Gain efficiencies from large-scale innovation
Cloud providers have been ironing out inefficiencies in the hardware and software running in their data centers. They run virtual machines on their servers to limit downtime, install custom cooling systems, automate wherever possible, and so on. As noted, this consistent pursuit of efficiency has helped the data center industry keep its energy needs stable over the past decade.
It also means that when companies move their data from in-house servers to the cloud, they will almost certainly end up reducing their energy consumption. Using cloud providers makes it easier for most businesses to reap the benefits from large scale investment in technologies as well as meet corporate need to be environmentally conscious and risk averse. The power of the larger players to seek out and develop new solutions have emerged as a blueprint for a “green data center” with innovations such as renewable power procurement models (such as RECs and PPAs), waste recycling, and use of AI, ML and IoT to forecast and automate energy use and distribution.

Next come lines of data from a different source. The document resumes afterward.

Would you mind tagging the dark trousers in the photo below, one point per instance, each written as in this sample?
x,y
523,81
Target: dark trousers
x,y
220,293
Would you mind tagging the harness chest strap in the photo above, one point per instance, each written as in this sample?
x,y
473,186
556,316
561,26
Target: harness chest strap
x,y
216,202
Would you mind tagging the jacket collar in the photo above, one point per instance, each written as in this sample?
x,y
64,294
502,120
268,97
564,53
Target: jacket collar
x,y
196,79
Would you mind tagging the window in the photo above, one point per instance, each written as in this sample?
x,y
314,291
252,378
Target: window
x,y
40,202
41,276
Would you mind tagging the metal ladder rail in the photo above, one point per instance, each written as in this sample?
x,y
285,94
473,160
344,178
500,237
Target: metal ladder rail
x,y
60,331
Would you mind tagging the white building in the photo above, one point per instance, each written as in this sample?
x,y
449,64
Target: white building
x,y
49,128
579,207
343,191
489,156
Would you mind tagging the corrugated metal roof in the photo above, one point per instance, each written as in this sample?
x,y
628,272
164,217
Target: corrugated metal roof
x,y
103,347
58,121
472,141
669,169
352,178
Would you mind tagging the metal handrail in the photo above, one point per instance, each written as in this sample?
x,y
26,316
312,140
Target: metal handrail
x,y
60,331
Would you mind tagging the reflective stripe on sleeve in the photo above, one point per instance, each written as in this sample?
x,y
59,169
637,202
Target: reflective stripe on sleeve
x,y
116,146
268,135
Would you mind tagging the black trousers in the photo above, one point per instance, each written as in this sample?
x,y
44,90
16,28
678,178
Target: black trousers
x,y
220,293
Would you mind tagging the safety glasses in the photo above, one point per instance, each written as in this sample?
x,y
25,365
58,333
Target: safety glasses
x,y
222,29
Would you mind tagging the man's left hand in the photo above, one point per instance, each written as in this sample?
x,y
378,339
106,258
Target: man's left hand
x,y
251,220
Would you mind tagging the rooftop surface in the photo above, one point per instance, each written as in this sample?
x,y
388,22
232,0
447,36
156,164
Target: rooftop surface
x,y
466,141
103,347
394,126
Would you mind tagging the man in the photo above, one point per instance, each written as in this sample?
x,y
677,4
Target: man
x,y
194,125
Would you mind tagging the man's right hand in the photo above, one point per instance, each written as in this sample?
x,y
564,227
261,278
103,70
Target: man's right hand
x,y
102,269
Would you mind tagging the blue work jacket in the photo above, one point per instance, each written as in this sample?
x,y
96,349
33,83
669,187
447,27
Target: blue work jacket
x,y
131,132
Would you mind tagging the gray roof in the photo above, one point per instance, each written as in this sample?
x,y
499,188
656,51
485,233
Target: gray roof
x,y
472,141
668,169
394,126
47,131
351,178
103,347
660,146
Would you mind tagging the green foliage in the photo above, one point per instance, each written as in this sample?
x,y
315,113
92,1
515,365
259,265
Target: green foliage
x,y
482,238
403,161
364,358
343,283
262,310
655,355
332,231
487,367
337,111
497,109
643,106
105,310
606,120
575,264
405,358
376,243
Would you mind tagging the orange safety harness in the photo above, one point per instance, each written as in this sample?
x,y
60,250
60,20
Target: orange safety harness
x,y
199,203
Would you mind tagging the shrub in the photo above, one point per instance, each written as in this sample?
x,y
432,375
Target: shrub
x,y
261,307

Whatever the challenges faced, it is beyond doubt that moving to the cloud offers an accessible, low-risk route to meeting ESG targets for many organizations. The potential for long-term sustainability, opportunities for extensibility and resilience, and reduction in risk responsibility makes the cloud worthy of serious consideration in your digital strategy.
2“The dematerialization path to profitability and sustainability,” Ericsson & IndustryLab, February 2021.